Już od pierwszych scen John Krasinski (występujący w trzech osobach: reżysera, współautora scenariusza i jednego z głównych bohaterów) buduje atmosferę ciągłego zagrożenia. Rodzinę Abbottów poznajemy podczas szabrowania sklepu w wymarłym miasteczku. Gromadzą zapasy w absolutnej ciszy, wymieniając jedynie krótkie komunikaty w języku migowym. Wraz z pierwszymi scenami, bez ani jednego słowa rozpoczyna się niezwykle interesujący proces budowania świata, który za pośrednictwem nagłówków gazet, gestów oraz codziennej rutyny maluje obraz pełen przerażenia i smutku. Od takiego drobiazgu, jak ostrożne podnoszenie przewróconej fiolki z lekami oraz pełnymi półkami z chipsami w splądrowanym sklepie, aż po poruszaniu się jedynie wysypanymi grubą warstwą piasku ścieżkami, widzowie są wciągani w rozgrywające się na ekranie wydarzenia. Bohaterowie to zwykli, postawieni w obliczu końca świata ludzie, którzy robią wszystko, byle tylko przeżyć kolejny dzień. I to właśnie dzięki ich zwyczajności, gdy boso przekradają się po pełnym śmieci sklepie, widzowie nieświadomie zaczynają się z nimi utożsamiać; gdy najmłodszy syn bierze do ręki zasilaną bateriami zabawkę, przerażenie rodziców udziela się i nam…
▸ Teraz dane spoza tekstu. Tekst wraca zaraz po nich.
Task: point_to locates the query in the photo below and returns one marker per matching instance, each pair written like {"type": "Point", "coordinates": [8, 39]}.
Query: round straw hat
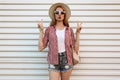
{"type": "Point", "coordinates": [53, 7]}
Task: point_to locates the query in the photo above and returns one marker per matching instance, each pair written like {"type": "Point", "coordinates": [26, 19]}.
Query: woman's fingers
{"type": "Point", "coordinates": [79, 26]}
{"type": "Point", "coordinates": [40, 24]}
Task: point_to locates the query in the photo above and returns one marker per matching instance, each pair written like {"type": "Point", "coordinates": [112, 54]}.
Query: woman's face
{"type": "Point", "coordinates": [59, 14]}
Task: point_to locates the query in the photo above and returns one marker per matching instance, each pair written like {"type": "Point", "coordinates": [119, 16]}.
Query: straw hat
{"type": "Point", "coordinates": [53, 7]}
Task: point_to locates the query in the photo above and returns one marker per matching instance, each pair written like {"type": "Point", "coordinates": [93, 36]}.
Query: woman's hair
{"type": "Point", "coordinates": [65, 21]}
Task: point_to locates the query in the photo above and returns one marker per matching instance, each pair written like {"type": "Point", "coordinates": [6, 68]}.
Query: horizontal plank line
{"type": "Point", "coordinates": [80, 45]}
{"type": "Point", "coordinates": [48, 15]}
{"type": "Point", "coordinates": [47, 51]}
{"type": "Point", "coordinates": [45, 74]}
{"type": "Point", "coordinates": [48, 9]}
{"type": "Point", "coordinates": [80, 33]}
{"type": "Point", "coordinates": [80, 39]}
{"type": "Point", "coordinates": [28, 3]}
{"type": "Point", "coordinates": [69, 21]}
{"type": "Point", "coordinates": [10, 27]}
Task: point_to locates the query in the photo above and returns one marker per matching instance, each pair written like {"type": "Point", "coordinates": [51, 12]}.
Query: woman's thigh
{"type": "Point", "coordinates": [66, 75]}
{"type": "Point", "coordinates": [53, 75]}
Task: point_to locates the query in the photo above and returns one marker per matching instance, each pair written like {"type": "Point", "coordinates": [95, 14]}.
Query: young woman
{"type": "Point", "coordinates": [60, 40]}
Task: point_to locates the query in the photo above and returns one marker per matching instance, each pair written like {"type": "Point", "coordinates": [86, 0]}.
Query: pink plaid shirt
{"type": "Point", "coordinates": [50, 39]}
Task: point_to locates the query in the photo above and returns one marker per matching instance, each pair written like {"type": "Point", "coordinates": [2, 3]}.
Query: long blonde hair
{"type": "Point", "coordinates": [65, 21]}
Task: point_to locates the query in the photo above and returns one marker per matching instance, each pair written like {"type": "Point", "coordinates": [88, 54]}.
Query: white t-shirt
{"type": "Point", "coordinates": [61, 40]}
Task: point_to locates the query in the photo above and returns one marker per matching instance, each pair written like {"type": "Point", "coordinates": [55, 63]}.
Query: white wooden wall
{"type": "Point", "coordinates": [99, 39]}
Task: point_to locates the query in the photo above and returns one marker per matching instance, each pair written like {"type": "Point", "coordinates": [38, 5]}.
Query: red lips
{"type": "Point", "coordinates": [59, 17]}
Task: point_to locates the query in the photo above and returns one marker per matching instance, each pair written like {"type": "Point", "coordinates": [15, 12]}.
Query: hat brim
{"type": "Point", "coordinates": [53, 7]}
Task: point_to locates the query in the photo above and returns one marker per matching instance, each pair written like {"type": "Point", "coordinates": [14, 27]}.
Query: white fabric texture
{"type": "Point", "coordinates": [61, 40]}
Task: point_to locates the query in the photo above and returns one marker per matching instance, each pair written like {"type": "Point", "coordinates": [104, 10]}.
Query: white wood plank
{"type": "Point", "coordinates": [82, 48]}
{"type": "Point", "coordinates": [45, 66]}
{"type": "Point", "coordinates": [47, 6]}
{"type": "Point", "coordinates": [36, 36]}
{"type": "Point", "coordinates": [53, 1]}
{"type": "Point", "coordinates": [46, 78]}
{"type": "Point", "coordinates": [36, 30]}
{"type": "Point", "coordinates": [34, 25]}
{"type": "Point", "coordinates": [96, 13]}
{"type": "Point", "coordinates": [45, 72]}
{"type": "Point", "coordinates": [71, 19]}
{"type": "Point", "coordinates": [35, 42]}
{"type": "Point", "coordinates": [44, 54]}
{"type": "Point", "coordinates": [44, 61]}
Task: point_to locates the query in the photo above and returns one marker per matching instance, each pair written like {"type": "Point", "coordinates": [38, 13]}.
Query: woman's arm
{"type": "Point", "coordinates": [40, 44]}
{"type": "Point", "coordinates": [79, 27]}
{"type": "Point", "coordinates": [41, 30]}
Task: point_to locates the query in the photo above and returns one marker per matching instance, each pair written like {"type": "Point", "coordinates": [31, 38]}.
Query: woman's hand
{"type": "Point", "coordinates": [40, 25]}
{"type": "Point", "coordinates": [79, 27]}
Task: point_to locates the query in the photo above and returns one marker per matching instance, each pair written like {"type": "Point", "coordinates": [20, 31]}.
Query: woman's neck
{"type": "Point", "coordinates": [60, 25]}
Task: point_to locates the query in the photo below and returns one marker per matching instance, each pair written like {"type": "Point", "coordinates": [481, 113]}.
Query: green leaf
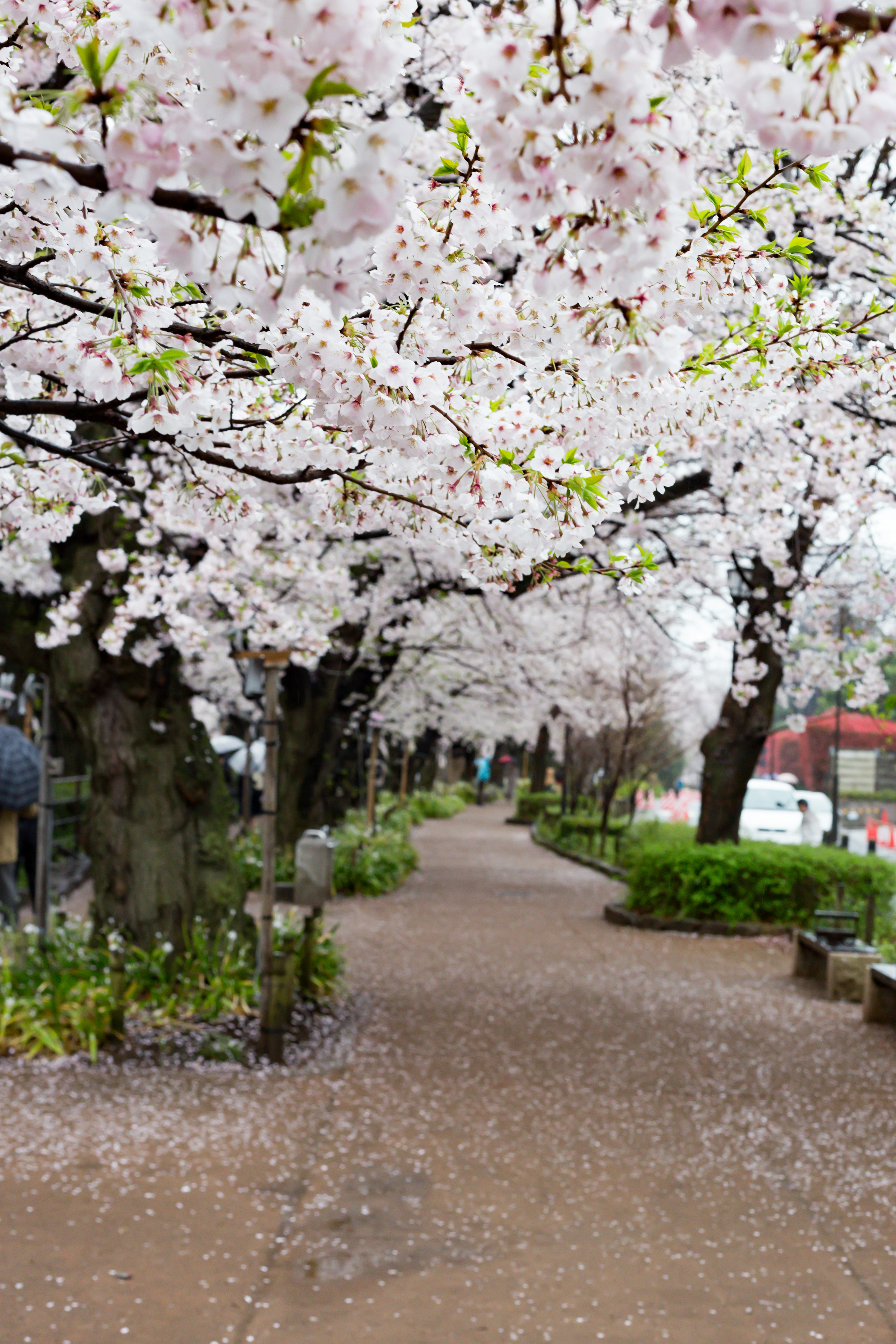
{"type": "Point", "coordinates": [89, 57]}
{"type": "Point", "coordinates": [324, 88]}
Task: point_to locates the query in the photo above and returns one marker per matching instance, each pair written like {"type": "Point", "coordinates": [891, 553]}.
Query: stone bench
{"type": "Point", "coordinates": [879, 1002]}
{"type": "Point", "coordinates": [841, 971]}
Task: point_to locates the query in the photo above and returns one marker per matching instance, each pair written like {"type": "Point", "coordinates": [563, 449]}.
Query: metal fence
{"type": "Point", "coordinates": [69, 799]}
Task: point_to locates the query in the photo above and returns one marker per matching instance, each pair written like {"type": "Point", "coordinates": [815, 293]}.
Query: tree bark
{"type": "Point", "coordinates": [731, 752]}
{"type": "Point", "coordinates": [541, 760]}
{"type": "Point", "coordinates": [319, 764]}
{"type": "Point", "coordinates": [156, 824]}
{"type": "Point", "coordinates": [733, 749]}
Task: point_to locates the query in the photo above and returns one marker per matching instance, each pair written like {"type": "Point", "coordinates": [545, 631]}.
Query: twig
{"type": "Point", "coordinates": [408, 323]}
{"type": "Point", "coordinates": [18, 436]}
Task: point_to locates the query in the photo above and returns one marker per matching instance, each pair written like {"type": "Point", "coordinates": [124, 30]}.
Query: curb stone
{"type": "Point", "coordinates": [619, 915]}
{"type": "Point", "coordinates": [609, 870]}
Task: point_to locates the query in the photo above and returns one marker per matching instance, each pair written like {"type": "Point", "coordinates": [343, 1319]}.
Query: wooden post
{"type": "Point", "coordinates": [45, 819]}
{"type": "Point", "coordinates": [567, 759]}
{"type": "Point", "coordinates": [285, 984]}
{"type": "Point", "coordinates": [870, 920]}
{"type": "Point", "coordinates": [371, 780]}
{"type": "Point", "coordinates": [310, 948]}
{"type": "Point", "coordinates": [117, 987]}
{"type": "Point", "coordinates": [271, 1038]}
{"type": "Point", "coordinates": [248, 783]}
{"type": "Point", "coordinates": [406, 759]}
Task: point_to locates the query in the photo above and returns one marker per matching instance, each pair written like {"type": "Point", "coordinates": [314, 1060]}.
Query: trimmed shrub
{"type": "Point", "coordinates": [369, 865]}
{"type": "Point", "coordinates": [753, 881]}
{"type": "Point", "coordinates": [531, 806]}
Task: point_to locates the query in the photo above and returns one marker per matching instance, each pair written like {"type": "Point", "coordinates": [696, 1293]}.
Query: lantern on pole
{"type": "Point", "coordinates": [262, 671]}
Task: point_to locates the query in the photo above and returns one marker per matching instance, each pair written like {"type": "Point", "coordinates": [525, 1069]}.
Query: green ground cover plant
{"type": "Point", "coordinates": [60, 996]}
{"type": "Point", "coordinates": [750, 882]}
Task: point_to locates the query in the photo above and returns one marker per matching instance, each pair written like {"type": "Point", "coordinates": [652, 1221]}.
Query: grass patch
{"type": "Point", "coordinates": [365, 863]}
{"type": "Point", "coordinates": [60, 998]}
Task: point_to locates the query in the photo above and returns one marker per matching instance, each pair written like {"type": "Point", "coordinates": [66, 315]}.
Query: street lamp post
{"type": "Point", "coordinates": [271, 1038]}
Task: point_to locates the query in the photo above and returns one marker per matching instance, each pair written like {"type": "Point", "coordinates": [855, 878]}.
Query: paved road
{"type": "Point", "coordinates": [545, 1130]}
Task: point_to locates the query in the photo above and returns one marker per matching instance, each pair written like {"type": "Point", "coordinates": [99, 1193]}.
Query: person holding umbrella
{"type": "Point", "coordinates": [19, 789]}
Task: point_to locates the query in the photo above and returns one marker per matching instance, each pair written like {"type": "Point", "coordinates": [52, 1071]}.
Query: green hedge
{"type": "Point", "coordinates": [753, 881]}
{"type": "Point", "coordinates": [531, 806]}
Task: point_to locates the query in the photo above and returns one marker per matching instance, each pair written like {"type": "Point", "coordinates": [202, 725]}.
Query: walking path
{"type": "Point", "coordinates": [546, 1128]}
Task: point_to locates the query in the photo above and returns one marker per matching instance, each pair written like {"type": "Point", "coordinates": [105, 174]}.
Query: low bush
{"type": "Point", "coordinates": [531, 806]}
{"type": "Point", "coordinates": [57, 998]}
{"type": "Point", "coordinates": [373, 863]}
{"type": "Point", "coordinates": [581, 834]}
{"type": "Point", "coordinates": [428, 804]}
{"type": "Point", "coordinates": [753, 881]}
{"type": "Point", "coordinates": [248, 851]}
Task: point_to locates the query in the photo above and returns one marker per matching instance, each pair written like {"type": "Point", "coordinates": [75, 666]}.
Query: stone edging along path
{"type": "Point", "coordinates": [619, 915]}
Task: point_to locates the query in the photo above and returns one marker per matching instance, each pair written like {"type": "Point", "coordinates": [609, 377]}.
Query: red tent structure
{"type": "Point", "coordinates": [809, 754]}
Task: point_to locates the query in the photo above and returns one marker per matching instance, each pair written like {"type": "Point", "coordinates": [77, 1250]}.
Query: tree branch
{"type": "Point", "coordinates": [21, 277]}
{"type": "Point", "coordinates": [93, 177]}
{"type": "Point", "coordinates": [117, 474]}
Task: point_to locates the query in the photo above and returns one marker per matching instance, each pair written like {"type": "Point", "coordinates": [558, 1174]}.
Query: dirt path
{"type": "Point", "coordinates": [546, 1130]}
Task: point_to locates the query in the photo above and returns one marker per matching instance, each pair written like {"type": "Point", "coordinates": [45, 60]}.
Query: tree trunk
{"type": "Point", "coordinates": [731, 752]}
{"type": "Point", "coordinates": [156, 826]}
{"type": "Point", "coordinates": [734, 747]}
{"type": "Point", "coordinates": [541, 760]}
{"type": "Point", "coordinates": [319, 764]}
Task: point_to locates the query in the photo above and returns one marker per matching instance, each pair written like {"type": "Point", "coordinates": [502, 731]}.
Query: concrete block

Motywem przewodnim „Cichego miejsca” jest właśnie strach o rodzinę. To on towarzyszy bohaterom na każdym kroku. Tylko jak ocalić najbliższych w świecie, gdzie zbyt głośne robienie prania może się skończyć rzezią, nie mówiąc nawet o załataniu cieknącego dachu, czy przybiciu gwoździa? Jakby tego było mało, rodzina Abbottów ma własne problemy. Marcus (grany przez znanego choćby z „Cudownego chłopaka” Noaha Jupe) panicznie boi się wychodzenia poza względnie bezpieczne ściany, podczas gdy córka – Regan – przechodzi przez fazę buntu, pragnąc za wszelką cenę udowodnić swoją wartość i nie przeszkadza jej w tym głuchota (odgrywająca rolę dziewczynki Millicent Simmonds faktycznie nie słyszy, co nie stanęło jej na przeszkodzie w pokazaniu naprawdę dobrego warsztatu aktorskiego), a to dopiero czubek góry lodowej. Żonie Lee (John Krasinski), Evelyn (grana przez Emily Blunt, prywatnie żonę Krasinskiego) powoli zbliża się termin porodu, zmuszając rodzinę do wspięcia się na wyżyny kreatywności, czego doskonałym przykładem jest przygotowanie wygłuszonej skrzynki-kołyski z aparatem tlenowym dla noworodka. Gdy już przyjdzie nam ujrzeć potwora w pełnej okazałości (co następuje w drugiej połowie filmu), zastosowane środki ostrożności nabierają sensu. Ta niepokojąca mieszanka xenomorpha ze stworem z „Coś” Carpentera oraz odrobiną klikaczy z „The Last of Us” prezentuje się bardzo interesująco, a sceny z tymi monstrami mogą mniej odpornych widzów przyprawić o kołatanie serca.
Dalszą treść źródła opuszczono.